This research report is one of five case studies commissioned by Oxfam GB on the impact of the global economic crisis on women in East Asian countries. In Cambodia, the economic downturn has severely affected the garment industry, in which women are vast majority of the work force, due to reduced demand for garments in the US and EU. Other affected sectors are tourism and construction. As well as its impact on employment and income, the global economic crisis has extended its effects to the welfare of individuals at the household level through reduced remittances from urban jobs, decreased income resulting from fewer economic activities, limited spending, and the drop in prices of some agricultural commodities such as rice, rubber, cassava and maize. The impact of the economic downturn has translated into job insecurity and deteriorating working conditions, leading to lower incomes or in some cases, legally unprotected employment.
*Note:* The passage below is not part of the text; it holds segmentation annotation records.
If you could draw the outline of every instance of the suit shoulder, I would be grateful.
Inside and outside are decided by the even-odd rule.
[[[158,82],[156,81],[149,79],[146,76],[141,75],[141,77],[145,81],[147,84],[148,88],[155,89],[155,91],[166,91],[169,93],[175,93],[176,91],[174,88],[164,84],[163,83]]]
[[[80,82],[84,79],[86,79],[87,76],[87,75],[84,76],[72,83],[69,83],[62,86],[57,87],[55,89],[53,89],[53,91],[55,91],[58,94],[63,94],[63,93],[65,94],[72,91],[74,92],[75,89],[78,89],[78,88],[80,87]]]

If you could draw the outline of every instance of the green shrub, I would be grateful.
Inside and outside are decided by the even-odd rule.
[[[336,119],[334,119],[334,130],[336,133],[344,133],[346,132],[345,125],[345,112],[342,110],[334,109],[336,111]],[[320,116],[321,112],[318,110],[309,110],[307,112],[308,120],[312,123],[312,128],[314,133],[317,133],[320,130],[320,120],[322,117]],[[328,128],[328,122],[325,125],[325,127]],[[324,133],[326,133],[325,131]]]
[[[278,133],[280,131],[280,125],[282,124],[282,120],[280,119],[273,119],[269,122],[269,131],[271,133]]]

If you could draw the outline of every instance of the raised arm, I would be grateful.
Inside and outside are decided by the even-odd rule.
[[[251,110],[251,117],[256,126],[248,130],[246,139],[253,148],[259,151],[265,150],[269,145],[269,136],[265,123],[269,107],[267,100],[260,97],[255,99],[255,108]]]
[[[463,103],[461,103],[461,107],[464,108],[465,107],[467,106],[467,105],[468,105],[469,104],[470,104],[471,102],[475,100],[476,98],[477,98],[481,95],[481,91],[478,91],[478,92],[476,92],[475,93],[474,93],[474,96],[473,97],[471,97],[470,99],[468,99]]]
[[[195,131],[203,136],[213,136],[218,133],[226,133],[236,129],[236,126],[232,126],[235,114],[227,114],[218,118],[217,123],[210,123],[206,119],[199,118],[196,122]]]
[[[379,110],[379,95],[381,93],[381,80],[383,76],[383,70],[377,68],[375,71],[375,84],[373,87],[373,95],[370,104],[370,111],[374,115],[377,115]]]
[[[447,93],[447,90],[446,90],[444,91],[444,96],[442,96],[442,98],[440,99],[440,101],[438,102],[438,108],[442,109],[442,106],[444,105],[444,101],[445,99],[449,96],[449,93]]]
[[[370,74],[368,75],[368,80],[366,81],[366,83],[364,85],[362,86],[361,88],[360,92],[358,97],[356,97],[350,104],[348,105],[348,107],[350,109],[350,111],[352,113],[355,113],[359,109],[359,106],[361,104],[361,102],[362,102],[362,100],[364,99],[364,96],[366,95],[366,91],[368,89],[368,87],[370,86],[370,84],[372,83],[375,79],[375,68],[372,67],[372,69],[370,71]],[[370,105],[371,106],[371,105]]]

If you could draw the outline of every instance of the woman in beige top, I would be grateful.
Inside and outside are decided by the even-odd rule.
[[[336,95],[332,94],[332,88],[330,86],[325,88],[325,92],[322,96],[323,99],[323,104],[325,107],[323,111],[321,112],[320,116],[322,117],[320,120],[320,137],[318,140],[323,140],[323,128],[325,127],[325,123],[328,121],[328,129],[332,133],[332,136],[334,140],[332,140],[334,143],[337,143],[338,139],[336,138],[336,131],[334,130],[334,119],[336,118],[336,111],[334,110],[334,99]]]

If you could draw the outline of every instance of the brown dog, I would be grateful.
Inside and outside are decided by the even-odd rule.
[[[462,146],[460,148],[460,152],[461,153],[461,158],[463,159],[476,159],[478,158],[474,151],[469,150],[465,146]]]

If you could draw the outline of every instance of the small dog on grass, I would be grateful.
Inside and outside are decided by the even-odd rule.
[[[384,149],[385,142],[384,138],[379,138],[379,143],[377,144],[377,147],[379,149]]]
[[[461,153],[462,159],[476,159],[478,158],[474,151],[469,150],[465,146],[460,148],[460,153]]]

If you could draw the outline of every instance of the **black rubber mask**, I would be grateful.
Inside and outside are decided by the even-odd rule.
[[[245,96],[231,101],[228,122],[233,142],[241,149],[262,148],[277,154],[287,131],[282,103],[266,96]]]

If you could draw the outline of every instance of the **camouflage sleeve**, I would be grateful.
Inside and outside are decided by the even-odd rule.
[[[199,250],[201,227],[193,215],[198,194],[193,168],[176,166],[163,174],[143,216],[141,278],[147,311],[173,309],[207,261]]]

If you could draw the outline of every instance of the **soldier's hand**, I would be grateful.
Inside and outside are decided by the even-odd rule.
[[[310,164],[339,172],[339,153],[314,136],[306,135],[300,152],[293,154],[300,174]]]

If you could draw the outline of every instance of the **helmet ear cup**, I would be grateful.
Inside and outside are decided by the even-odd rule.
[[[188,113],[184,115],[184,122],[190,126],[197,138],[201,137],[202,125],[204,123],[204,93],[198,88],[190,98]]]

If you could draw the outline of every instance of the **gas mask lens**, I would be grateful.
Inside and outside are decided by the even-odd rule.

Women, particularly in women-headed households, have found it hard to deal with their family livelihood responsibilities and face limited job opportunities. Coping strategies can put their health, security and social position within communities at risk. Despite such negative impacts on women in Cambodia, the evidence of intervention through external assistance to the households at the community level fell between 2008 and 2009, and women-headed households were not taken into account sufficiently in the distribution of aid. Key recommendations To improve the livelihoods and wellbeing particularly of women and children who are victims of the economic downturn, the government of Cambodia should consider implementing the following measures:
- Scaling-up existing sectoral interventions that have demonstrated success in addressing food insecurity, malnutrition, school dropout, child labour etc. and other human consequences of a crisis situation;
- Developing new programmes to prevent and address the effects of the crisis on nutrition, health, school attendance etc., particularly on vulnerable and poor groups, through social protection-related interventions; and
- Reinforcing the provision of basic social services (increasing coverage, utilization, quality, and equity), including care services.